The improvement is due to an increase in UK Government bond yields which reduces the value of low-risk liabilities, partially offset by small reductions to asset values. Of the 87 participating funds, 55 have funding levels of 100% or higher, with levels ranging from 67% to 157% funded.
The results show that funding levels for LGPS funds and their employers remain consistently much higher than 31 March 2022 levels, which were used to set funding and investment strategies that may no longer be appropriate under current conditions.
For the first time, results for each of the 87 participating funds have been released on a named basis, allowing funds to compare their relative funding positions. The analysis also sets out the comparative position as at the previous actuarial valuation date of 31 March 2022, demonstrating the significant fund-specific improvements when assessing liabilities on a low-risk funding basis.
Steve Simkins, partner and public services leader at Isio, says: “Employers participating in the LGPS continue to struggle to meet ongoing costs and their excessive pensions contributions represent a large proportion of these costs. Whilst employers in Scotland are being offered immediate reductions as part of their 2023 actuarial valuation exercise, those in England and Wales are yet to see similar widespread action taken meaning that their contributions will continue until 2026.
“The Autumn Statement failed to provide local authorities with additional funding, further strengthening the case for a review of pensions contributions as funding levels continue to rise as essential local services face reduced funding and/or closure. We urge the Department for Levelling Up, Housing and Communities and the LGPS Scheme Advisory Board, and their Surpluses Working Group, to consider the challenges faced by local authorities and the opportunities available to help.

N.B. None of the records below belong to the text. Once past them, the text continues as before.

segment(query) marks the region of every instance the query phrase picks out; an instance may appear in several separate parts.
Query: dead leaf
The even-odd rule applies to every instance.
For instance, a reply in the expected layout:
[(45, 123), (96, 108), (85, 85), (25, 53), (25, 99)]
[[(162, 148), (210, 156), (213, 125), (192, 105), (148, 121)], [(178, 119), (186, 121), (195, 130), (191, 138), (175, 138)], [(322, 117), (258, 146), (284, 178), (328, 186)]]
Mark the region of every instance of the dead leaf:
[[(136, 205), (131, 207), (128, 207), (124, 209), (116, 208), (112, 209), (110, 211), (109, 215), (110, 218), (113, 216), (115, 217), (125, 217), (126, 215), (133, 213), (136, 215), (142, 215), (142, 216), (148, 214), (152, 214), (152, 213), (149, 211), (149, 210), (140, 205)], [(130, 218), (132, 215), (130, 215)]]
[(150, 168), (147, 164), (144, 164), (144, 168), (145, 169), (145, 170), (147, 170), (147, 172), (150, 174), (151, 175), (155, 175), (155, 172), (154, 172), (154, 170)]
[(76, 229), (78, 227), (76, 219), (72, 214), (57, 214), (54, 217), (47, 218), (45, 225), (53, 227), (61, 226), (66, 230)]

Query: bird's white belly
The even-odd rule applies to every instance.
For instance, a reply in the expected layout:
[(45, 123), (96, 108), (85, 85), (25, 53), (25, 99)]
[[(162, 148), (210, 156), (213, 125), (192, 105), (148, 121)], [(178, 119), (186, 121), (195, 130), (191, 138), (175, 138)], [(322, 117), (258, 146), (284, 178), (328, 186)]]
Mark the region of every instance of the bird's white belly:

“The 31 October 2023 results for our Low-Risk Funding Index suggest further improvements to funding levels over the month of October and, for the first time, participating funds are able to view where they rank relative to others. The results demonstrate the significant changes in market conditions since the last actuarial valuation of 31 March 2022 and the opportunities available to offer flexibility to their employers who are struggling financially.”